Floor impact sound is one noise in apartment houses that cannot be avoided. In order to reduce floor impact sound, a floating floor system using resilient materials has been generally applied. Floor impact sound insulation performance of the floating floor system is dependent on the physical property (dynamic stiffness) of resilient materials. This study investigated the effect of temperature changes on resilient materials used in the floating floor system and on dynamic stiffness. Ethylene vinyl acetate (EVA) and expanded polystyrene (EPS) were used as resilient materials, and dynamic stiffness was measured during three stages of temperature change condition. The measurement result showed that as the temperature decreased, dynamic stiffness also increased. This study also analyzed the effect of changes in outdoor temperature on the heavyweight impact sound level with respect to concrete buildings with wall slabs. The floor impact sound level tended to increase during the winter season, when the outdoor temperature was low.

Changes in Floor Impact Sound Insulation Performance with Time

Floating floor structures installed with resilient materials are commonly used to reduce sound from floor impacts. Resilient materials minimize the transmission of vibrations by absorbing shock vibrations occurring on the upper part.

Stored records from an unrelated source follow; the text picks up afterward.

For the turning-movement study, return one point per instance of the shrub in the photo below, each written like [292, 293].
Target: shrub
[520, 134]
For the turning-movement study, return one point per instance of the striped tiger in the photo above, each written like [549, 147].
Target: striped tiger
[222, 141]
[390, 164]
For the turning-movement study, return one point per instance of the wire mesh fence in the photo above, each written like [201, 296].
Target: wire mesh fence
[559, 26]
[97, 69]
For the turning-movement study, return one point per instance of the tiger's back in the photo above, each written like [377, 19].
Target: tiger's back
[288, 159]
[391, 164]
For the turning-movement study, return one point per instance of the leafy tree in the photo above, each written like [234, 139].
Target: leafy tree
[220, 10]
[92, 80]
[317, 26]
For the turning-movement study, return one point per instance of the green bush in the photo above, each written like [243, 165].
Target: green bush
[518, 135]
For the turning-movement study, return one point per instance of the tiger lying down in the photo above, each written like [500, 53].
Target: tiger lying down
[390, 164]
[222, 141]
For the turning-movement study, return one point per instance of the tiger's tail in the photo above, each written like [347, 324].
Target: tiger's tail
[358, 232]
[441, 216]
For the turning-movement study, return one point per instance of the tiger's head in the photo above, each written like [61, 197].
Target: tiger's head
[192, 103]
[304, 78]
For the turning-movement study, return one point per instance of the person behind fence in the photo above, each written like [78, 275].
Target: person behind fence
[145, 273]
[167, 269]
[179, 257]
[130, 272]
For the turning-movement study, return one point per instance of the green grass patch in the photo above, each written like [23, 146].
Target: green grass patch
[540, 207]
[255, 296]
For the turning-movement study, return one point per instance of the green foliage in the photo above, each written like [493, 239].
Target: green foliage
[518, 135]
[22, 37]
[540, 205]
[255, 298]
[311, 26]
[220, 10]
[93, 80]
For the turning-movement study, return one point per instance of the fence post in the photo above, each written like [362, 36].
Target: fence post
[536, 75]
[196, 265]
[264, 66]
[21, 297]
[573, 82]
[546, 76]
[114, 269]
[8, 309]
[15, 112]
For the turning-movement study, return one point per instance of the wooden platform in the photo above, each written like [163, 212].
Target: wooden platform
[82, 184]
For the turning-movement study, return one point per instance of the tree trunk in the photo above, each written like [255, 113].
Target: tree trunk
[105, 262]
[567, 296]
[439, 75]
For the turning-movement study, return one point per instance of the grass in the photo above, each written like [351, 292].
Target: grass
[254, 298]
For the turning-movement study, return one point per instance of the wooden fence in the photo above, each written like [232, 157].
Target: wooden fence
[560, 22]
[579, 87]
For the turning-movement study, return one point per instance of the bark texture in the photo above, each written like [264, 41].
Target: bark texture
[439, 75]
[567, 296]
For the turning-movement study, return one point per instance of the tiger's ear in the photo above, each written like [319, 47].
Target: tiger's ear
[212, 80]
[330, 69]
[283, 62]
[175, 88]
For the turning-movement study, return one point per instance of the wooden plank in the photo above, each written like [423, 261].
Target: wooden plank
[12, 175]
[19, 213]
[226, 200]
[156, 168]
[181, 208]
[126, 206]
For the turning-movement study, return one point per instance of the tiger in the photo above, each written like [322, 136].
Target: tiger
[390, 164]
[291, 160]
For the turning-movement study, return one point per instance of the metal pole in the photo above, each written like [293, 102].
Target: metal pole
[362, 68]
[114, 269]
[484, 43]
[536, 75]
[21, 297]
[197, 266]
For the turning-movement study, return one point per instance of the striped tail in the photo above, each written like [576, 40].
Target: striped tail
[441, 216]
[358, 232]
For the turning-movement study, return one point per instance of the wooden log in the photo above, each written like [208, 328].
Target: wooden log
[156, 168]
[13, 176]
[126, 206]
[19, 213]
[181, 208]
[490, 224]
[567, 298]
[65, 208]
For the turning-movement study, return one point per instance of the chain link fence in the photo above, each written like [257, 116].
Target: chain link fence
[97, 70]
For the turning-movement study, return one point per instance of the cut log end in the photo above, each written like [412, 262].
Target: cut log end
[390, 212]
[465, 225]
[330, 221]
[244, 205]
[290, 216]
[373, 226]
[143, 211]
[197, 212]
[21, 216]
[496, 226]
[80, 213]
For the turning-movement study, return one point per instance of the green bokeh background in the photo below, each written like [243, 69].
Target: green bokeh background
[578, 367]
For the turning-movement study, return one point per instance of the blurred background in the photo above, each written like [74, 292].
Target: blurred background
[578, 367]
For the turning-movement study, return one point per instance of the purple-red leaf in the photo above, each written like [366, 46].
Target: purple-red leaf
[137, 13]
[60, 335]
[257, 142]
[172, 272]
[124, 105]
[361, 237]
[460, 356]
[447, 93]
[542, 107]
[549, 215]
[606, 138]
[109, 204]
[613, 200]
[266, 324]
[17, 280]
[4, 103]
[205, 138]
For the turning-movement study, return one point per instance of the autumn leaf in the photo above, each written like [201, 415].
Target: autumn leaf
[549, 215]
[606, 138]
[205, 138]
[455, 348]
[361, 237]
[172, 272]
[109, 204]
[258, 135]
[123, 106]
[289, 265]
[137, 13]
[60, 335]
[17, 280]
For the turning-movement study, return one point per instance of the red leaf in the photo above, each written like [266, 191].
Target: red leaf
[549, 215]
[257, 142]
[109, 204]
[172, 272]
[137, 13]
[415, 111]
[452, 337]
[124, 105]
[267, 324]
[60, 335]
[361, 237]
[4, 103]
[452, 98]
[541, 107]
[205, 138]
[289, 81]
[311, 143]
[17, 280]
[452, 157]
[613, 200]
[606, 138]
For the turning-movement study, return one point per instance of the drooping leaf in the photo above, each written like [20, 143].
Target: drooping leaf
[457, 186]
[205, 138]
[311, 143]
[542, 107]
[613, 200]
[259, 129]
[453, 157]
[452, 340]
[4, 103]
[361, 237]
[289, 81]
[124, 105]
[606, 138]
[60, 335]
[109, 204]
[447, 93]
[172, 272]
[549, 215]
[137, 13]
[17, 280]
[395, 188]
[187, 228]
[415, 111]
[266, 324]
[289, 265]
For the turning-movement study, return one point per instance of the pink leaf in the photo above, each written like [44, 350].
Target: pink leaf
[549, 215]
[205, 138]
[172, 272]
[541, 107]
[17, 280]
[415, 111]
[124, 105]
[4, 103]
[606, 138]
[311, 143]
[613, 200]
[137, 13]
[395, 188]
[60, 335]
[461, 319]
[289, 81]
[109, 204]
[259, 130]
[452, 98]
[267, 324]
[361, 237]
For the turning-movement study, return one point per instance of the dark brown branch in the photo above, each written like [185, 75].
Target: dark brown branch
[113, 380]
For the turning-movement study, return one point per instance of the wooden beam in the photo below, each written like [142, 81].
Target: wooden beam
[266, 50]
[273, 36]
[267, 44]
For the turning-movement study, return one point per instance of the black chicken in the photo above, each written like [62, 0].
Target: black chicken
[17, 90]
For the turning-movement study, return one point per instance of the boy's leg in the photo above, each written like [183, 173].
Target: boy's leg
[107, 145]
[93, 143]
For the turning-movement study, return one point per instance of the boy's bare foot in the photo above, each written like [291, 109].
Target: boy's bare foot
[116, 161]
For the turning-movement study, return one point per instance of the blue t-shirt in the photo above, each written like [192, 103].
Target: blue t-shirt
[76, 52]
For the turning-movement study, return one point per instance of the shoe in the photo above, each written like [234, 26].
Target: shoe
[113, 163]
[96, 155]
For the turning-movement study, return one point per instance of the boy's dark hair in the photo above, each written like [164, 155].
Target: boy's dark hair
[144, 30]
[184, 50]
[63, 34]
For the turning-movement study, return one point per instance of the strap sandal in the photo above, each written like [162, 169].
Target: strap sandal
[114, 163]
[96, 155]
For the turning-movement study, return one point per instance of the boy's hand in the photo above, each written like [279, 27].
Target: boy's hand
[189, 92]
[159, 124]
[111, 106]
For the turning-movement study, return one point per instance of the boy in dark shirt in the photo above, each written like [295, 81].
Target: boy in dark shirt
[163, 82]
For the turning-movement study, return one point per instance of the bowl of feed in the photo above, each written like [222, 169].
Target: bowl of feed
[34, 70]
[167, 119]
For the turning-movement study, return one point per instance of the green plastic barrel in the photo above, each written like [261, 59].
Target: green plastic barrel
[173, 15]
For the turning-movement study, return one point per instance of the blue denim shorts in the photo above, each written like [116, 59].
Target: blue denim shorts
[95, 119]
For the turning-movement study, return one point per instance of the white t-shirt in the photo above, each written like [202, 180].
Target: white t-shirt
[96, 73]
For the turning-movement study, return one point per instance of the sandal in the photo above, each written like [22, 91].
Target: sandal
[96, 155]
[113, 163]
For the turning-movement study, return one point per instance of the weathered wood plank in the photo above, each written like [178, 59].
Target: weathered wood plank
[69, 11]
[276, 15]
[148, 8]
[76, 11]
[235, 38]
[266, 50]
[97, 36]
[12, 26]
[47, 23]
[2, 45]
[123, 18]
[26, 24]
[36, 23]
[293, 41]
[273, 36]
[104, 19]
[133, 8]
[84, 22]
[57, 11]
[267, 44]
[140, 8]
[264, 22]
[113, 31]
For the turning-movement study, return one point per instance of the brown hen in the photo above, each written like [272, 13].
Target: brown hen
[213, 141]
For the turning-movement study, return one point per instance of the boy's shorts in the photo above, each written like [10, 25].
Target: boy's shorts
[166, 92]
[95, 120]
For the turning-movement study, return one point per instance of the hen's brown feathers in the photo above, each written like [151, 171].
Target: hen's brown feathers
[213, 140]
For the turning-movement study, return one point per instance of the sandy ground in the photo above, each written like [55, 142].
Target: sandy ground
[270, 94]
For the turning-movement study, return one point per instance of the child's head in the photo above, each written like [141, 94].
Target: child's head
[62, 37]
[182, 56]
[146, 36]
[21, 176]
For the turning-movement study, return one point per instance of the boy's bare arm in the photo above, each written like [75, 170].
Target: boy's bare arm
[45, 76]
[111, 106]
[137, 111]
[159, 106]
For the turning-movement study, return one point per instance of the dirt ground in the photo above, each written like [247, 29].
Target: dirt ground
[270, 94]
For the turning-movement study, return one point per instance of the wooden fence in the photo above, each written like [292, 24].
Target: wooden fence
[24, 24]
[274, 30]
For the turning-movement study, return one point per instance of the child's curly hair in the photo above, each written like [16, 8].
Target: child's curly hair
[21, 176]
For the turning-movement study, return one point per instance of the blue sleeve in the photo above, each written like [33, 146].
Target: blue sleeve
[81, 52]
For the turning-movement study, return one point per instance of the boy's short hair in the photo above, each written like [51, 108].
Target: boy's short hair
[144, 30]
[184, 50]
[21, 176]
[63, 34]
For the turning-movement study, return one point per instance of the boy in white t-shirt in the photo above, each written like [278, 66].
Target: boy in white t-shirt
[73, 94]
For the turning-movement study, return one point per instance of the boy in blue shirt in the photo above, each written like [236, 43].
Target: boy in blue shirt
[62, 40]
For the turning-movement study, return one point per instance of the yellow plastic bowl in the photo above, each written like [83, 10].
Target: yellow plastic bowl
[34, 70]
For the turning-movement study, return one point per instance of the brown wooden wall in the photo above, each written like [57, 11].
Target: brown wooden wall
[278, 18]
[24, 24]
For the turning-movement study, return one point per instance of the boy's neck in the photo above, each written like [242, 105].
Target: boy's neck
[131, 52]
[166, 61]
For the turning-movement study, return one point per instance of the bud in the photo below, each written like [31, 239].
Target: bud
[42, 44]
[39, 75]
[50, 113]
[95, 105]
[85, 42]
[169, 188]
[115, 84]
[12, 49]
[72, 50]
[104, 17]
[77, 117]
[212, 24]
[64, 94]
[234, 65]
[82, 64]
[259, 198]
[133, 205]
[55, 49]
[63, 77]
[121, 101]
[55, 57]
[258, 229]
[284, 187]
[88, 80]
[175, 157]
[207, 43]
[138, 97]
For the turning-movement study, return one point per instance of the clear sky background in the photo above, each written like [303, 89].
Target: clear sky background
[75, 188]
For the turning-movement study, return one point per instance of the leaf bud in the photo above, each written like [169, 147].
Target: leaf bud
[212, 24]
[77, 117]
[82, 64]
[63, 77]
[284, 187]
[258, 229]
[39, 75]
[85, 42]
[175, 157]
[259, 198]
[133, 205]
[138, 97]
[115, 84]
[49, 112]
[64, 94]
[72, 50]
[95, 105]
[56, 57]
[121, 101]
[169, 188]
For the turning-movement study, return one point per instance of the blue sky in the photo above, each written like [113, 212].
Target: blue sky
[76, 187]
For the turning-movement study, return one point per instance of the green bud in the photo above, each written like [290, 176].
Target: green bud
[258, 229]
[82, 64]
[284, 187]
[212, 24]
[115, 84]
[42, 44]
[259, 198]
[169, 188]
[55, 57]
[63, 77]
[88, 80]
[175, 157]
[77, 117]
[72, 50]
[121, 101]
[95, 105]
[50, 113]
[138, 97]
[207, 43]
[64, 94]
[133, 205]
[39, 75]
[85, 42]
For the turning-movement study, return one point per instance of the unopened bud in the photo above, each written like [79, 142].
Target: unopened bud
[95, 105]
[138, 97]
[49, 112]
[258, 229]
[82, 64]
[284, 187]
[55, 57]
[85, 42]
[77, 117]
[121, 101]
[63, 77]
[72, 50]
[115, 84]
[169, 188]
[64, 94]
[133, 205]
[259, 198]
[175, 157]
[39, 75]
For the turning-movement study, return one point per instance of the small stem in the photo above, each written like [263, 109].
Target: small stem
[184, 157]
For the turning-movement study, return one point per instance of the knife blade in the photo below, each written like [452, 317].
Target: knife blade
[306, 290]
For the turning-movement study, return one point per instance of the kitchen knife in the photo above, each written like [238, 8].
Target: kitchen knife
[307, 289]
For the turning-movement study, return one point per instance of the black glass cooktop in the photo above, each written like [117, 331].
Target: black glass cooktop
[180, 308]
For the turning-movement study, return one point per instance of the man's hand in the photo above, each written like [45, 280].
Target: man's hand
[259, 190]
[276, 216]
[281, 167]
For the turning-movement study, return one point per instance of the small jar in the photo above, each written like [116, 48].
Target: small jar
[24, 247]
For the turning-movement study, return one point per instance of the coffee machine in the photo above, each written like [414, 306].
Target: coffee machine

The floor impact sound reduction performance of resilient materials is related to the dynamic stiffness, which is a physical characteristic of materials. However, the dynamic stiffness varies according to the increase in the loading time of the load that is installed on the upper part of resilient materials. The dynamic stiffness values increase with an increase in the loading time; an increased dynamic stiffness value decreases the vibration reduction effect. The present study focuses on a floor structure installed with resilient materials, and identifies the degree of reduction in floor impact sound insulation performance with the elapse of time. The insulation of sound from lightweight impact sound decreased with the elapse of time, whereas the heavyweight impact sound did not show significant changes.